A motion for judgment n.o.v. is a post-trial motion which requests the

trial court to enter judgment in favor of the moving party. There are two

bases on which the court can grant judgment n.o.v.:

[O]ne, the movant is entitled to judgment as a matter of law and/or two, the evidence is such that no two reasonable minds could disagree that the outcome should have been rendered in favor of the movant. With the first, the court reviews the record and concludes that even with all factual inferences decided adverse to the movant the law nonetheless requires a verdict in his favor, whereas with the second, the court reviews the evidentiary record and concludes that the evidence was such that a verdict for the movant was beyond peradventure.

-5- J-A06009-15

Polett v.

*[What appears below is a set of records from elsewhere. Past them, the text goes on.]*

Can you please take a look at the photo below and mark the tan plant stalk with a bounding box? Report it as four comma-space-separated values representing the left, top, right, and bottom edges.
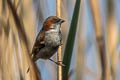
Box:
6, 0, 41, 79
106, 0, 118, 80
89, 0, 111, 80
76, 0, 85, 79
56, 0, 62, 80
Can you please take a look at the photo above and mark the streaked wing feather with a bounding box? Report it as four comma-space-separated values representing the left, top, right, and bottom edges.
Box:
31, 30, 45, 59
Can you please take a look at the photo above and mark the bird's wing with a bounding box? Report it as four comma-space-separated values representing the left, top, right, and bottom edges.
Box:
31, 30, 45, 60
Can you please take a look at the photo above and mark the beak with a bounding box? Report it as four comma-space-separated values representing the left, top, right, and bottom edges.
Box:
60, 19, 65, 23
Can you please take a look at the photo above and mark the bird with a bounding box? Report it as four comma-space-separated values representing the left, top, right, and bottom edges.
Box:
31, 16, 65, 65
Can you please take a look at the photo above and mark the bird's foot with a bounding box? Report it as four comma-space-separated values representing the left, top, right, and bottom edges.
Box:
27, 67, 30, 73
48, 58, 65, 66
59, 41, 63, 46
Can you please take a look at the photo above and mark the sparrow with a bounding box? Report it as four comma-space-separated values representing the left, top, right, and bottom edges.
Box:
31, 16, 65, 63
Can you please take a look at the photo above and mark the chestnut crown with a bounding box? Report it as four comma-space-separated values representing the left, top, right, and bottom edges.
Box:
43, 16, 65, 30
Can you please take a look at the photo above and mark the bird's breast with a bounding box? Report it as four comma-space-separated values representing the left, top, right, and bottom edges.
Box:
44, 32, 61, 47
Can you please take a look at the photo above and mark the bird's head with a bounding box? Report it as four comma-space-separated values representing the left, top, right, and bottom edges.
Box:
43, 16, 65, 31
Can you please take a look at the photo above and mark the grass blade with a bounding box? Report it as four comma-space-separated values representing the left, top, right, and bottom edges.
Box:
62, 0, 81, 80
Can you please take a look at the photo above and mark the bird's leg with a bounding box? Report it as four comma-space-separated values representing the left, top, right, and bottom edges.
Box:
48, 58, 65, 66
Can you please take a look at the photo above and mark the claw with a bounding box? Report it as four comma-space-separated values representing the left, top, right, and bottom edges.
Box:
27, 67, 30, 73
48, 58, 65, 66
59, 41, 63, 46
60, 43, 63, 45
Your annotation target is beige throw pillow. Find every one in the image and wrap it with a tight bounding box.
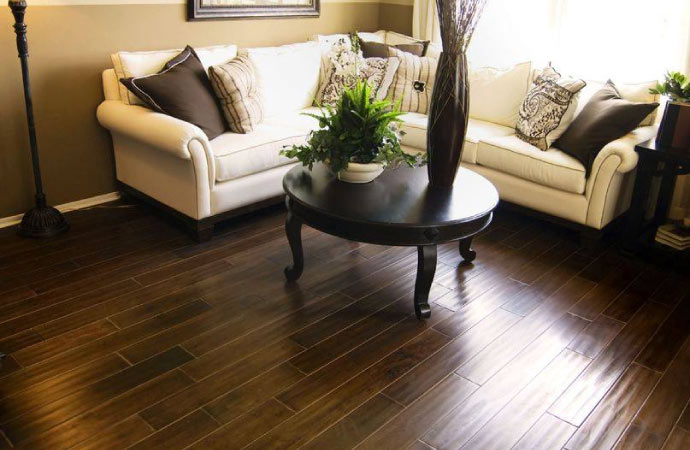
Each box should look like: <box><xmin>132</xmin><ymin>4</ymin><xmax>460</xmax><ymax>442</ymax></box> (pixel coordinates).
<box><xmin>209</xmin><ymin>56</ymin><xmax>264</xmax><ymax>134</ymax></box>
<box><xmin>387</xmin><ymin>47</ymin><xmax>437</xmax><ymax>114</ymax></box>
<box><xmin>516</xmin><ymin>66</ymin><xmax>586</xmax><ymax>151</ymax></box>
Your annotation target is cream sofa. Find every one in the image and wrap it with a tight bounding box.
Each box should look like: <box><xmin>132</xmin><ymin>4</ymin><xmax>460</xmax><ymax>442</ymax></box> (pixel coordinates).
<box><xmin>97</xmin><ymin>32</ymin><xmax>658</xmax><ymax>242</ymax></box>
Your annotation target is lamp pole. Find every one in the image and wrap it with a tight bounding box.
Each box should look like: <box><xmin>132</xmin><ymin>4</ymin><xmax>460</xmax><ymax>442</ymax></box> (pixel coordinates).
<box><xmin>9</xmin><ymin>0</ymin><xmax>69</xmax><ymax>238</ymax></box>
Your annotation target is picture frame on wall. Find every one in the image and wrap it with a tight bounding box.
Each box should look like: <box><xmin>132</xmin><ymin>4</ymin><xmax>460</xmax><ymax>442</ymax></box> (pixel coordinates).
<box><xmin>188</xmin><ymin>0</ymin><xmax>320</xmax><ymax>20</ymax></box>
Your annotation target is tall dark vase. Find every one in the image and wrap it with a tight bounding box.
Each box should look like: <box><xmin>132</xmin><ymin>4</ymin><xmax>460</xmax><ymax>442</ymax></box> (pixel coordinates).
<box><xmin>427</xmin><ymin>51</ymin><xmax>469</xmax><ymax>189</ymax></box>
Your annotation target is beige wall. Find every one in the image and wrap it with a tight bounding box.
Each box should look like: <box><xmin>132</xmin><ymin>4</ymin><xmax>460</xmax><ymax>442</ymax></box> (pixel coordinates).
<box><xmin>378</xmin><ymin>3</ymin><xmax>412</xmax><ymax>35</ymax></box>
<box><xmin>0</xmin><ymin>2</ymin><xmax>383</xmax><ymax>217</ymax></box>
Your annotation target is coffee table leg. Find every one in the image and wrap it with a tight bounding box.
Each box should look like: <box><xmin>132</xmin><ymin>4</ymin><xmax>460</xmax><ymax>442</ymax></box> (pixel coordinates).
<box><xmin>414</xmin><ymin>245</ymin><xmax>437</xmax><ymax>319</ymax></box>
<box><xmin>458</xmin><ymin>237</ymin><xmax>476</xmax><ymax>262</ymax></box>
<box><xmin>284</xmin><ymin>197</ymin><xmax>304</xmax><ymax>282</ymax></box>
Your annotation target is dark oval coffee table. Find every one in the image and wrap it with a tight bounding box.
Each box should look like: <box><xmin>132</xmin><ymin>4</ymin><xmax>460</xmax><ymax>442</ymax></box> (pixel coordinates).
<box><xmin>282</xmin><ymin>164</ymin><xmax>499</xmax><ymax>319</ymax></box>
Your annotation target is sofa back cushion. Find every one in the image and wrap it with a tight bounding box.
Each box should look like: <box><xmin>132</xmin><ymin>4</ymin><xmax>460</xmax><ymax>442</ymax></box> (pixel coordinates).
<box><xmin>469</xmin><ymin>61</ymin><xmax>532</xmax><ymax>128</ymax></box>
<box><xmin>111</xmin><ymin>44</ymin><xmax>237</xmax><ymax>105</ymax></box>
<box><xmin>242</xmin><ymin>42</ymin><xmax>322</xmax><ymax>117</ymax></box>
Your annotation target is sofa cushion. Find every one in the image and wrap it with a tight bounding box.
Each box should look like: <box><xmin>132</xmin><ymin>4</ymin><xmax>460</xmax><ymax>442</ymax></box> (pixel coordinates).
<box><xmin>476</xmin><ymin>135</ymin><xmax>586</xmax><ymax>194</ymax></box>
<box><xmin>211</xmin><ymin>124</ymin><xmax>304</xmax><ymax>182</ymax></box>
<box><xmin>242</xmin><ymin>42</ymin><xmax>322</xmax><ymax>117</ymax></box>
<box><xmin>398</xmin><ymin>114</ymin><xmax>515</xmax><ymax>164</ymax></box>
<box><xmin>112</xmin><ymin>44</ymin><xmax>238</xmax><ymax>106</ymax></box>
<box><xmin>261</xmin><ymin>107</ymin><xmax>321</xmax><ymax>134</ymax></box>
<box><xmin>469</xmin><ymin>61</ymin><xmax>532</xmax><ymax>128</ymax></box>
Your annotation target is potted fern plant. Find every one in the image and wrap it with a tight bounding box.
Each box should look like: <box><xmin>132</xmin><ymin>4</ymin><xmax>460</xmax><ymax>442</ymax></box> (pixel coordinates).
<box><xmin>650</xmin><ymin>71</ymin><xmax>690</xmax><ymax>149</ymax></box>
<box><xmin>281</xmin><ymin>80</ymin><xmax>423</xmax><ymax>183</ymax></box>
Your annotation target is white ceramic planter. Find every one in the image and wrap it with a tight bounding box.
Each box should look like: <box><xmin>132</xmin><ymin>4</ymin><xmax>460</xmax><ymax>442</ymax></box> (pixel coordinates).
<box><xmin>336</xmin><ymin>162</ymin><xmax>384</xmax><ymax>183</ymax></box>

Public Communications, Inc., 83 A.3d 205, 212

(Pa.Super.2013). In an appeal from the trial court’s decision to deny

judgment n.o.v.,

we must consider the evidence, together with all favorable inferences drawn therefrom, in a light most favorable to the verdict winner. Our standard of review when considering motions for a directed verdict and judgment notwithstanding the verdict are identical.